I will just leave this here
All to do with driving style and type of journey as we know. I usually manage to get a decent range out of my eC4. More than some others on the forum have mentioned. I still have the heater on etc but do often drive in ECO with that particular car.
Also, the Stellantis GOMs are woefully inaccurate.
Getting a similar range on our e208, we are doing alot of motorway driving and we are getting between 100-105 miles of range at the moment.
Just ignore the GOM.
208 range is low, but not that low. If you don’t mind the expense, a Tronity and ABRP subscription is well worth the investment. Will let you happily ignore the GOM and get the real range out of it, down to single digit %, confidently. Live feedback to the ABRP app so you know what SoC you will arrive on.
Basically the same here in the e208, over the holiday period I was travelling back and forwards to my partners’ parents (South Yorkshire → St Helens) which is 75 miles via motorway, I’d start with 217 miles on the GOM (100%) and arrive with ~25-35 miles, charge then when driving back I’d charge on the other end again as I’d again arrive back home with ~25-35 miles remaining, so I’d be charging twice in a day.
I do really like the e208 but if I were paying for charging I wouldn’t own one!
December I charged 495 kWh:
January, not even halfway through the month and already done 222 kWh so I’m on track for another 500 kWh month (my mileage stays pretty constant):
I’ve had the car for three months meaning I’ll have consumed around 1500 kWh, I charge at Instavolt mainly so my three-month cost would have been (40p/kWh in Nov, Dec - Jan 45p/kWh) £650 in electricity thank god for all-inclusive charging!!
Yeah that’s one thing I noticed when I had the DS3. Used to use a lot of charge. Hyundai on the other hand because its so efficient, I used to use about 60 to 70 pounds of electricity to use almost 800 odd miles. Max I did was about 140 pounds last month for a 1700 mile trip and that was because we used alot of ionity chargers for big top ups like 15% to 75%.

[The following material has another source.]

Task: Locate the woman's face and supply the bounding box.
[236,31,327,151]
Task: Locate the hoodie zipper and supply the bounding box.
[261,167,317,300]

I agree with all the comments. I love my e208 which I have now had for 3 months. It is a second car which I use to get to the office 45 miles away. For 24 of these I need to travel down the M40. I charge each evening to full as otherwise I would be struggling to make the daily round trip. In the morning I will probably get to the office with around 100 mile range left. Today it was down to 80 and by the time I got home…20 miles, which to be honest is a first but still slightly concerning. If it wasn’t for Onto’s free charging facilities then however much I love driving an EV and the e208 in particular, it wouldn’t be economically viable if I had to pay to charge
Oof and another ooof for the minimum character count.
E2008 just as bad,
…but then I drive in sports mode with heater on - performance and comfort and don’t need the range.
I thought lack of range was the reason for onto not getting i3 / mini electric / honda e …
ONTO can only make range based decisions on published data. Here are the figures given on the EV Database website. These are “real world” ranges:
e-208……………125 to 265 miles
Honda e…………70 to 155 miles
Mini Electric….80 to 175 miles
265 mile’s with an e-208 that’s not very real world is it, that car would never do that on a 60o summer day traveling nothing but downhill for all the mileage
Only 1 car as bad as the e-208 in the cars I’ve had and that’s the current car I’ve got, the e-up although considering how much I pay I can forgive it but no chance would I go back to an e-208.
The mileage is that bad currently I’m even considering going back to a Zoe I mean seriously that’s how bad it is.
Well I did 261 miles in a 41kWh Zoe so with an extra 4kWh 265 should be more than possible in an e-208
Never and you know that because the battery pack size is irrelevant when it manages energy so very badly indeed.
(As far as efficiency, I know I started at the “luxury” end of the range with the South Koreans….but….)
I don’t understand how the battery management can be so different between the different car groups
Inefficient battery heater.
The cars battery likes to be at around 15 degrees*
In summer it doesn’t need to heat the battery so you get a reasonable 180 mile range.
In winter temps of 5 degrees it has to work hard to heat that battery up to temperature, and that uses power so you end up with much less range.
All cars have to do this, but it seems PSA group have a particularly poor heating setup, or set a higher target temperature than others ? Hence poor range as soon as outside temperature is low.
But do they? I only know that Teslas will when you get near a supercharger which is in the SatNav to stop at. I think there are a few others that warm the battery in cold conditions. Maybe someone knows which ones. AFAIK, the majority of EVs do not have a battery heater. They only warm up to the ambient temperature or through discharging and recharging.
@mikered what is this utter witchcraft?!? and how do I get % SOC while not plugged in? Mines a e208 but surely the software is virtually the same lol
SoC only available on e2008 not e208 at the moment.